I talk a bit about fancy editions and the pretty things I buy. They’re mostly from small presses, specialists in science fiction and fantasy. I’m on various mailing lists so I can find out about new releases and hopefully pre-order before they get to market. While there is a rabbit hole of small publishers to find and lose myself in, the big publishers also release nice editions. Somehow I rarely come across those nice editions and I don’t know if it’s because I go to the wrong book shops, or simply many of such things don’t make it to Oz at all.
I have some fancy editions from big publishers including my beautiful copy of Lord of the Rings from HarperCollins. That was possibly my first special edition in the late 80s, and was certainly the most expensive book I’d bought for over 20 years since, only to be beaten a decade ago by Malazan book 1, Gardens of the Moon.
In recent years, I have focused on finding nice editions but really most of my books, especially my science fiction, are paperbacks, many bought cheaply secondhand. And it shows. Lots have yellowed and deteriorated, some need to be handled carefully as I’ve had instances where the soft cover has detached with a mere touch.
I have a few nice Tolkien tomes from HarperCollins and the Quicksilver trilogy by Neal Stephenson from Morrow – actually Morrow is an interesting one as I think it was originally its own company but these days is an imprint of HarperCollins.

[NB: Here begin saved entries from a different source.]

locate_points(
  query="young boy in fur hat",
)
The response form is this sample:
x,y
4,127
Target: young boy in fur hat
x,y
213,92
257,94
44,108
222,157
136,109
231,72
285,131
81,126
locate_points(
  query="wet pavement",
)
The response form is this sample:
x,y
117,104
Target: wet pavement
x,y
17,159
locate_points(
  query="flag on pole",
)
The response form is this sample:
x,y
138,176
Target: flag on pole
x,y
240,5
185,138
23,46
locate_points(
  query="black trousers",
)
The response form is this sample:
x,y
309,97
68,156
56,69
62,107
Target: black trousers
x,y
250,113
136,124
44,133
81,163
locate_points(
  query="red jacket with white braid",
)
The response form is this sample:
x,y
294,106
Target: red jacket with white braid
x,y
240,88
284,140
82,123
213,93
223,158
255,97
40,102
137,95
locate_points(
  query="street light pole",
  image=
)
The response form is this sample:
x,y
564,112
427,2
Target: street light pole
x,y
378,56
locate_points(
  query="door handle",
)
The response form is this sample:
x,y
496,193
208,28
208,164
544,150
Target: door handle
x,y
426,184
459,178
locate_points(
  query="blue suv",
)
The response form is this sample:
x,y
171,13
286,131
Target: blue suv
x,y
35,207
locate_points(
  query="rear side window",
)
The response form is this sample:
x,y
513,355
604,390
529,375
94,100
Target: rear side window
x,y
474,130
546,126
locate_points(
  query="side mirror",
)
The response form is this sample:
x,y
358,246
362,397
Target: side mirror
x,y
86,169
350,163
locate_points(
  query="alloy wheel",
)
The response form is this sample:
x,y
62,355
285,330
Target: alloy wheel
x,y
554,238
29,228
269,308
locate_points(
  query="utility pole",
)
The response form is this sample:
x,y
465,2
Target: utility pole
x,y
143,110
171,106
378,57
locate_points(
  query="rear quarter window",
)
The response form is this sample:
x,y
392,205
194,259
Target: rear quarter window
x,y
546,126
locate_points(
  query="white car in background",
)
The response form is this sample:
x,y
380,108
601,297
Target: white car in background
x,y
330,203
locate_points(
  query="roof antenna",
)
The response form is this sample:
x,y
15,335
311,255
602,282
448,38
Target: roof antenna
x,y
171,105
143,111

Gollancz used to publish their new releases in hardcover with yellow dustjackets so they always stood out – was never interested in collecting those plus couldn’t afford hardcovers in those days. These days they look like an imprint of Hachette, along with Orbit and no doubt many others.
I’ve recently found out that Orson Scott Card’s Ender series had some titles published in pretty editions but I don’t think I’ve ever seen them locally and they’re a wee bit eccy to buy on the secondary market. It must be said, that I’ve recently discovered that there were books beyond the trilogy I had read. The trilogy is more a quintet, and there’s a further 14 novels and a bunch of short stories. While I won’t be seeking those other nice editions, Centipede is releasing nice versions of their own, signed, numbered and in a capped case. So far they’ve released Ender’s Game, Ender’s Way (a collection of almost all the short stories) and will soon be releasing Speaker for the Dead.